The SNP’s Business and Enterprise spokesperson Mike Weir has attacked the Tory/Lib Dem coalition’s Post Office sell-off plans after it emerged that no upper limit has been set on how much could be privatised.
The SNP MP criticised proposals that could see overseas firms allowed to buy 90% of the Royal Mail, with 10% going in shares to postal workers.
Mr Weir said:
“We can now see in black and white just how far the Tories and Liberal Democrats are prepared to go, with no upper limit on how much of the business can be sold-off. Even Lord Mandelson offered to insert a legislative guarantee that only 33% could be privatised.
“After following the lead of the previous Labour government and spending months of running-down Royal Mail, Vince Cable is now talking it up in the hope of flogging it off. The wording of any prospectus should be interesting.”
Mr Weir blamed the problems at Royal Mail on a lack of investment by successive Westminster government’s and claimed that the sell off would leave Scotland’s rural areas vulnerable and would threaten many small businesses.
Mr Weir added:
“The truth of the matter is that the present state of the Royal Mail has arisen because successive governments have taken money out of the company rather than investing it back into the system.
“If the company is sold off it is inconceivable that there will not be increased pressure on the Universal Service Obligation. Vince Cable has already indicated that he is prepared to reduce the six day a week service.
“Royal Mail is a vital public service and the maintenance of the universal service obligation is essential for communities and small businesses throughout Scotland. Many small businesses rely on Royal Mail and any threat to it could be disastrous at a time of recession when it is essential to support small local businesses.
“It is clear that Royal Mail requires investment, but that should be public investment for the future and to ensure a universal service.”
Union leaders have also condemned the plans. Billy Hayes, leader of the Communication Workers’ Union called the plans a “fatal step” that would threaten jobs.
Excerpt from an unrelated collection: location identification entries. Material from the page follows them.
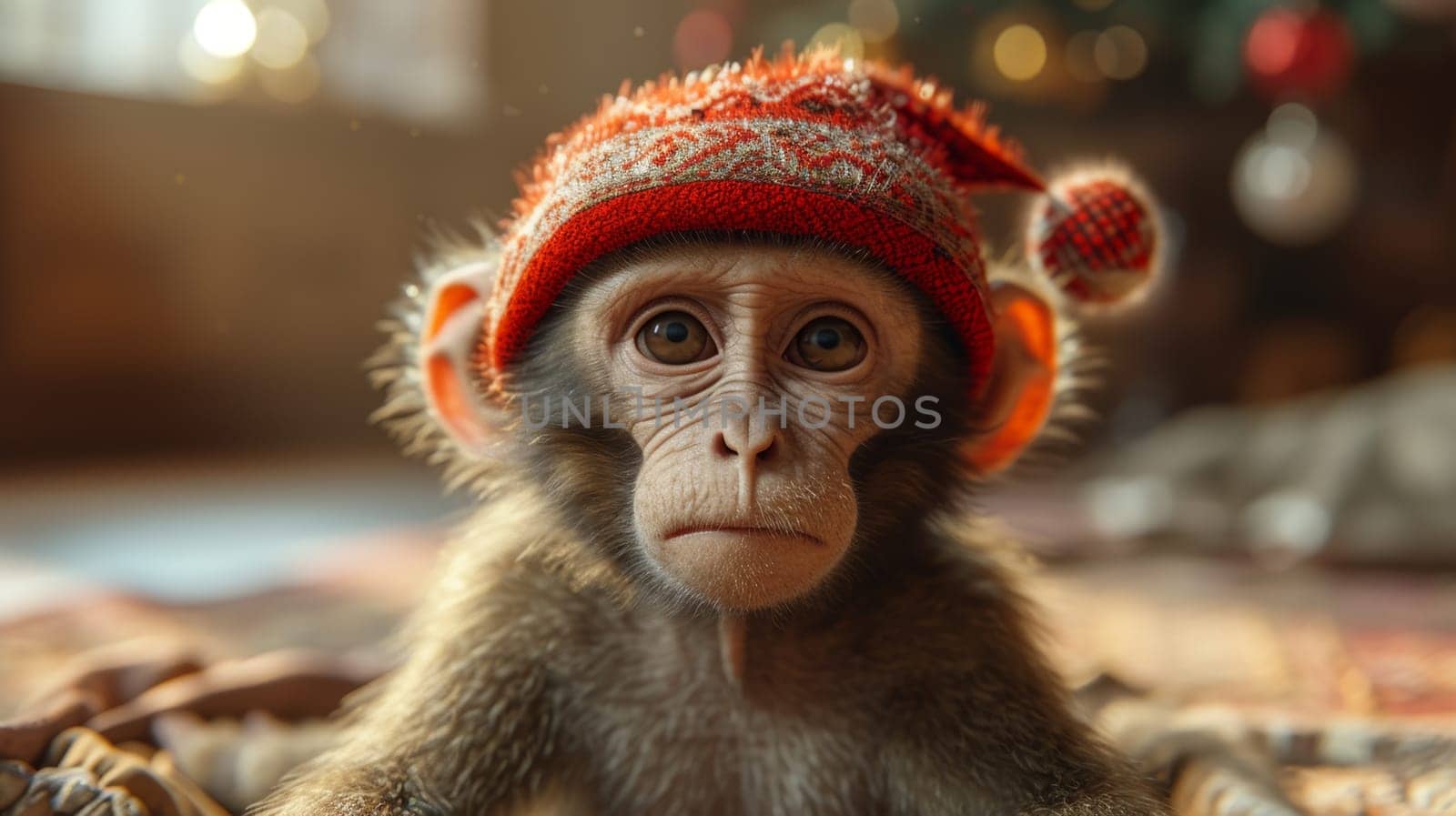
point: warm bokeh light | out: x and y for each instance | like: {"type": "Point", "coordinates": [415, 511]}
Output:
{"type": "Point", "coordinates": [204, 65]}
{"type": "Point", "coordinates": [1019, 53]}
{"type": "Point", "coordinates": [1082, 58]}
{"type": "Point", "coordinates": [703, 38]}
{"type": "Point", "coordinates": [875, 19]}
{"type": "Point", "coordinates": [851, 44]}
{"type": "Point", "coordinates": [225, 28]}
{"type": "Point", "coordinates": [1295, 126]}
{"type": "Point", "coordinates": [281, 39]}
{"type": "Point", "coordinates": [312, 14]}
{"type": "Point", "coordinates": [293, 85]}
{"type": "Point", "coordinates": [1120, 53]}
Mr Hayes said: “We’re very concerned privatisation will undermine the whole concept of a universal service. In turn, this will bring even more pressure to cut jobs and services,”
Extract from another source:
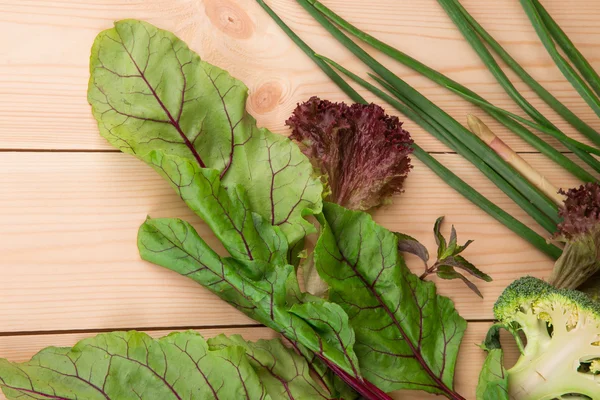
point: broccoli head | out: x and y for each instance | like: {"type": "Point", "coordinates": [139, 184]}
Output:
{"type": "Point", "coordinates": [562, 328]}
Paul Reuter of Unite described the plans as “asset stripping” saying: “If private equity takes an interest in Royal Mail, this will only be for short-term profit through asset-stripping. They are not in business to provide a public service, they are out to make money, pure and simple.”
UK Business Secretary Vince Cable said: “Royal Mail is in a difficult position. There is no hiding the facts; mail volumes falling, a multibillion-pound pension deficit, less efficiency than its competitors and an urgent need for more capital at a time when there are huge constraints on the public purse.”
Mr Cabel confirmed that the UK Government will to take on the £8 billion pension liability. He also revealed that the coalition was considering converting the UK’s post office network into a John Lewis-style mutual.